Psychomachia, British Library, MS 24199; (11. Jahrhundert) Hiob als Begleiter der Patientia (Geduld). Die Verse verdeutscht: „Ihn heißt die Göttliche nun ruhen von allem / Waffengeklirr, seinen gesamten Verlust aus dem erbeutetem Reichtum / vervielfachen und zusammentragen, was nicht mehr vergehen wird“. Sie sind mit Glossen überschrieben.

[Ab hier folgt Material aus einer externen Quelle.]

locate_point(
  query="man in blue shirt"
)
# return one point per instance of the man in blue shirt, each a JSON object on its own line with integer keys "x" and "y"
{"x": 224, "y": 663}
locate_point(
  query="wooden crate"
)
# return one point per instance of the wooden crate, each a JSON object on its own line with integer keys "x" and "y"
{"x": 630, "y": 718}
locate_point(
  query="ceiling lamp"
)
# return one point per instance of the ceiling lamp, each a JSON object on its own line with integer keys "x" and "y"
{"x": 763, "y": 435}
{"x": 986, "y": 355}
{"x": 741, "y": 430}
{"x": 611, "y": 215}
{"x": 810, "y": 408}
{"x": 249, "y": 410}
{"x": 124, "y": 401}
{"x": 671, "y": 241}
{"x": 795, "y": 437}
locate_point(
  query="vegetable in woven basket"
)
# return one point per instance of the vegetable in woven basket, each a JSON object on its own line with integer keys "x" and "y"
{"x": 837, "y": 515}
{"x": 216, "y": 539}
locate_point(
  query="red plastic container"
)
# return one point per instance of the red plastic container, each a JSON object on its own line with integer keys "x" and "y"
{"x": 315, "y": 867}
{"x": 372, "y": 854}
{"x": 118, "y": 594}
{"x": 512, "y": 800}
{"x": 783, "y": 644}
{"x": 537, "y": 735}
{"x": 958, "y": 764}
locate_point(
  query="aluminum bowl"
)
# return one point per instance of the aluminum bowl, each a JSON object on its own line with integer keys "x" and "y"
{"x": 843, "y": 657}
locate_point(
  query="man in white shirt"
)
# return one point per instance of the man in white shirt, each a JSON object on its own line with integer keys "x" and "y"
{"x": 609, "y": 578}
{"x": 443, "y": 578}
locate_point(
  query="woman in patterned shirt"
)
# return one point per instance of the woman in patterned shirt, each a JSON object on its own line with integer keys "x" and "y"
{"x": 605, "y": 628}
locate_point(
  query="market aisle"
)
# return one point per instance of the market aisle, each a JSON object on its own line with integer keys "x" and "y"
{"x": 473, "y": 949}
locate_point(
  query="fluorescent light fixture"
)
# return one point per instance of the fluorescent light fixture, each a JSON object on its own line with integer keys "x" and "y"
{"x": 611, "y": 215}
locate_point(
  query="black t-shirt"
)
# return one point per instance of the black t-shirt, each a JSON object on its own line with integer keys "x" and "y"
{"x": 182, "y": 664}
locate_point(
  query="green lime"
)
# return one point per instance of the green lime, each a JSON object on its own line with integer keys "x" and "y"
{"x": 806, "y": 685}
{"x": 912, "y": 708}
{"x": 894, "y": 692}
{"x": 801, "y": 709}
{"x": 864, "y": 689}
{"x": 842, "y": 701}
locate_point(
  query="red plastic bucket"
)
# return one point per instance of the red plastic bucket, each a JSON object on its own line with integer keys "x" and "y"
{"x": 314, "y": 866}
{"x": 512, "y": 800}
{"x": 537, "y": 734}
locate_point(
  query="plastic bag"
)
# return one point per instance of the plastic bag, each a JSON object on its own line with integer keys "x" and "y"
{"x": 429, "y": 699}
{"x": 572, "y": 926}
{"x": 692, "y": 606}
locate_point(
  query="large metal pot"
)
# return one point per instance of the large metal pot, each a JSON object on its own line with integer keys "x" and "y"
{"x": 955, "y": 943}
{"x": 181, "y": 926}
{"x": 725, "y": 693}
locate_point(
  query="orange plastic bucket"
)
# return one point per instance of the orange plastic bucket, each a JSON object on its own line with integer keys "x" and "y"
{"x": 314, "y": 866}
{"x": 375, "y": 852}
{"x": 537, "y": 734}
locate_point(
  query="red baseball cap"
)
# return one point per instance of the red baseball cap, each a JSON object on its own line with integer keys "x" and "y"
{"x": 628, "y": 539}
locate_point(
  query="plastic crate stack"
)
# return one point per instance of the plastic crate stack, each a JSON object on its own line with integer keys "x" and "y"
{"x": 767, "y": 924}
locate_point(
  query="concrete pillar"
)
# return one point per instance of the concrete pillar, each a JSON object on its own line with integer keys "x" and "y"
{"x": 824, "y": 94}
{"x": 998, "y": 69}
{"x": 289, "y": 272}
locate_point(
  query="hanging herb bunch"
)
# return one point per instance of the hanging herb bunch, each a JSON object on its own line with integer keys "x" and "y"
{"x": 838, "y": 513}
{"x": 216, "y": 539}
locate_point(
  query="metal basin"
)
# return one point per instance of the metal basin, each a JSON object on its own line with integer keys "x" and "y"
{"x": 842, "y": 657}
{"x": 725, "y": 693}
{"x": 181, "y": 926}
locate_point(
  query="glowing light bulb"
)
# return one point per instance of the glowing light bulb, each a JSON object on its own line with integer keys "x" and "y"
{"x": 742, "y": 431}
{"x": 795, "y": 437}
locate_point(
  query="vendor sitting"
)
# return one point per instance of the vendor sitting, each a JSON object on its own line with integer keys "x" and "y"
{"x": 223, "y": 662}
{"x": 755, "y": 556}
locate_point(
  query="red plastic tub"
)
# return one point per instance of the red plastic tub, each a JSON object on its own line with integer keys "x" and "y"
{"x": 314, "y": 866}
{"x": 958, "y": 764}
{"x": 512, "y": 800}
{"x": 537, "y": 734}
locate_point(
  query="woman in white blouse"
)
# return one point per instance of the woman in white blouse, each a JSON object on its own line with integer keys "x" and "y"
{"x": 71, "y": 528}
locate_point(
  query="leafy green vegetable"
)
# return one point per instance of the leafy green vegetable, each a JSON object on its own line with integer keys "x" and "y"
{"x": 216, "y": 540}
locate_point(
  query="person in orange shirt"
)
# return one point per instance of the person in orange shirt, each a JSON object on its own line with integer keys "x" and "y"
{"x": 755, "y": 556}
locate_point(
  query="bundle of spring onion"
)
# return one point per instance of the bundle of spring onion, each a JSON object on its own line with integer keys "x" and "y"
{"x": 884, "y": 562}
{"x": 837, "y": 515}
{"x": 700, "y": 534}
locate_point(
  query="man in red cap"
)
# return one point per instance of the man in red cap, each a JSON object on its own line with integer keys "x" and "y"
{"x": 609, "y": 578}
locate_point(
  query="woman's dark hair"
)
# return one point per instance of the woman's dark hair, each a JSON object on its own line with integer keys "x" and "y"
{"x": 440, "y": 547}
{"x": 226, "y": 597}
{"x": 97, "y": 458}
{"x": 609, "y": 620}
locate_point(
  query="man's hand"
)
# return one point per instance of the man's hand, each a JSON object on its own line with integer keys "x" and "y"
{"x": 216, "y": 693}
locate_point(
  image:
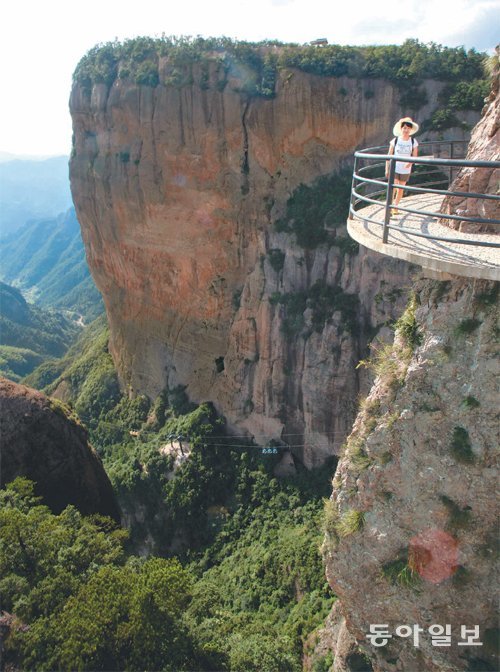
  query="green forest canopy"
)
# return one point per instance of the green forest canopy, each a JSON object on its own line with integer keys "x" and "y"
{"x": 138, "y": 58}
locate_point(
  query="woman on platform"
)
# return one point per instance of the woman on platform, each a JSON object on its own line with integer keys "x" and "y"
{"x": 402, "y": 144}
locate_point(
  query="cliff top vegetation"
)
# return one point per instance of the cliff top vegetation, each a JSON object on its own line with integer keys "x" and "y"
{"x": 138, "y": 59}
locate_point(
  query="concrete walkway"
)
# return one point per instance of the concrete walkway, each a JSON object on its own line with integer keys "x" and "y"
{"x": 438, "y": 258}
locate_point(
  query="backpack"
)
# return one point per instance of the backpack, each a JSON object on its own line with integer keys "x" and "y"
{"x": 412, "y": 144}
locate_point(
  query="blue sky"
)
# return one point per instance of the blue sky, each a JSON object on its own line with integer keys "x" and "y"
{"x": 42, "y": 41}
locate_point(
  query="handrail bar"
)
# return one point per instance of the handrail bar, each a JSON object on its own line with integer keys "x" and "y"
{"x": 444, "y": 192}
{"x": 460, "y": 218}
{"x": 420, "y": 234}
{"x": 431, "y": 162}
{"x": 426, "y": 143}
{"x": 435, "y": 178}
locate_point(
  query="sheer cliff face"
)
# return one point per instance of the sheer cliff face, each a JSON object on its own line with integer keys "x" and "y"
{"x": 177, "y": 190}
{"x": 41, "y": 442}
{"x": 484, "y": 146}
{"x": 413, "y": 519}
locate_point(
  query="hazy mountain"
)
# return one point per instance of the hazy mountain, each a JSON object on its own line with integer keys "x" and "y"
{"x": 32, "y": 189}
{"x": 46, "y": 259}
{"x": 30, "y": 334}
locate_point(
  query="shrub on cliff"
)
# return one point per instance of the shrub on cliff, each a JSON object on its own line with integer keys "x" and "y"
{"x": 77, "y": 604}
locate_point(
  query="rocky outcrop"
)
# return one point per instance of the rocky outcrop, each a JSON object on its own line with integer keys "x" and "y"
{"x": 412, "y": 524}
{"x": 177, "y": 189}
{"x": 484, "y": 146}
{"x": 42, "y": 442}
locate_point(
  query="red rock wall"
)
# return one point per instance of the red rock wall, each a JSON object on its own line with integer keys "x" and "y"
{"x": 176, "y": 190}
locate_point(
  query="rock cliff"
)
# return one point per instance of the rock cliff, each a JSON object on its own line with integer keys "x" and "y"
{"x": 412, "y": 525}
{"x": 41, "y": 442}
{"x": 484, "y": 146}
{"x": 178, "y": 187}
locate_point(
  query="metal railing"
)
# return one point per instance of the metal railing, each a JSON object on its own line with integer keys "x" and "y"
{"x": 427, "y": 175}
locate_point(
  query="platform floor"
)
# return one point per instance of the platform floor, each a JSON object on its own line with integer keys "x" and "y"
{"x": 438, "y": 258}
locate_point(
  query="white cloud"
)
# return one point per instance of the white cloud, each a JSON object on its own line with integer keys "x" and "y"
{"x": 41, "y": 42}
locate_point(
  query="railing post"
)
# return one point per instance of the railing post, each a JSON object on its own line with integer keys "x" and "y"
{"x": 452, "y": 147}
{"x": 351, "y": 202}
{"x": 388, "y": 203}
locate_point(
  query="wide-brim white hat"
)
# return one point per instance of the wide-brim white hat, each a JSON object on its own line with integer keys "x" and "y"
{"x": 397, "y": 126}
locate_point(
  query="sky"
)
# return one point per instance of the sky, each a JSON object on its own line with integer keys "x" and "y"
{"x": 41, "y": 42}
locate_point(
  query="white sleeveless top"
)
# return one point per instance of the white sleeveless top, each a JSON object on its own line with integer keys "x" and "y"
{"x": 404, "y": 148}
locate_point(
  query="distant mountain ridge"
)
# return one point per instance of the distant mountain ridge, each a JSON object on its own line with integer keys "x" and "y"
{"x": 29, "y": 334}
{"x": 32, "y": 189}
{"x": 46, "y": 258}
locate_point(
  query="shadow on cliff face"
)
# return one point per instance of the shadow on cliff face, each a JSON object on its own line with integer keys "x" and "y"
{"x": 42, "y": 442}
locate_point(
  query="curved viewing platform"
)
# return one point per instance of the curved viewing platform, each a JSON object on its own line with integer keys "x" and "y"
{"x": 418, "y": 233}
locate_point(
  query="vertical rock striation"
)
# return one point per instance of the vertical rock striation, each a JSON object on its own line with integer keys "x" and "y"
{"x": 177, "y": 189}
{"x": 413, "y": 520}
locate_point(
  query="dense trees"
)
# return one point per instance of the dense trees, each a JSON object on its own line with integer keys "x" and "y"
{"x": 137, "y": 59}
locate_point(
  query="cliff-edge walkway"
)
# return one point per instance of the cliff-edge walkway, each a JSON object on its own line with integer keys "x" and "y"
{"x": 418, "y": 234}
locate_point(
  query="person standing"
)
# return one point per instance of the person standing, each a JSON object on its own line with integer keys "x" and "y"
{"x": 402, "y": 144}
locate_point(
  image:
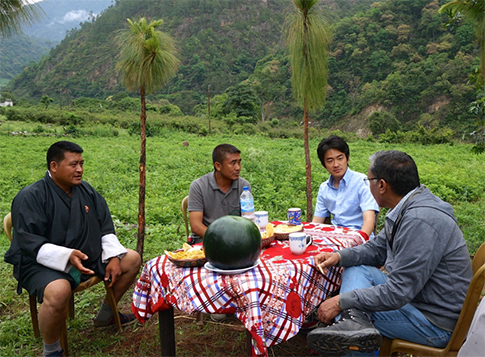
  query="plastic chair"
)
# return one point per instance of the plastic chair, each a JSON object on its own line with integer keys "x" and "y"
{"x": 7, "y": 227}
{"x": 390, "y": 346}
{"x": 185, "y": 203}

Die Psychomachia (altgriechisch: „Seelenkampf“) des christlichen Dichters Prudentius (* 348 † nach 405) stellt einen allegorischen Kampf zwischen personifizierten Tugenden und Lastern dar. Sie ist das erste durchgehend allegorische Gedicht der abendländischen Literatur und gilt als eines der bedeutendsten Werke der christlichen lateinischen Epik. Sprachlich ist das Werk eng an die klassisch-heidnische Poesie, besonders die Aeneis des Vergil, angelehnt. Die mittelalterlichen Manuskripte der Dichtung waren oft reichhaltig glossiert und teils mit Bildern illuminiert. Auf die allegorische Kunst des Mittelalters in Dichtung, Malerei und Skulptur übte die Psychomachia erheblichen Einfluss aus. Sie war im Mittelalter eines der am häufigsten rezipierten Gedichte der Antike.

Werk

Inhalt

Der Titel Psychomachia leitet sich aus den beiden griechischen Wörtern psyche („Seele“) und machein („kämpfen“) ab. Der erste Bestandteil kann gleichzeitig als subjektiver und objektiver Genitiv verstanden werden, d. h. die Seele ist sowohl Kämpfende als auch das Ziel des Kampfes, sie kämpft um sich selbst. Das Epos gliedert sich in eine Praefatio (Vorwort) und die eigentliche Erzählung im Umfang von 916 Hexametern.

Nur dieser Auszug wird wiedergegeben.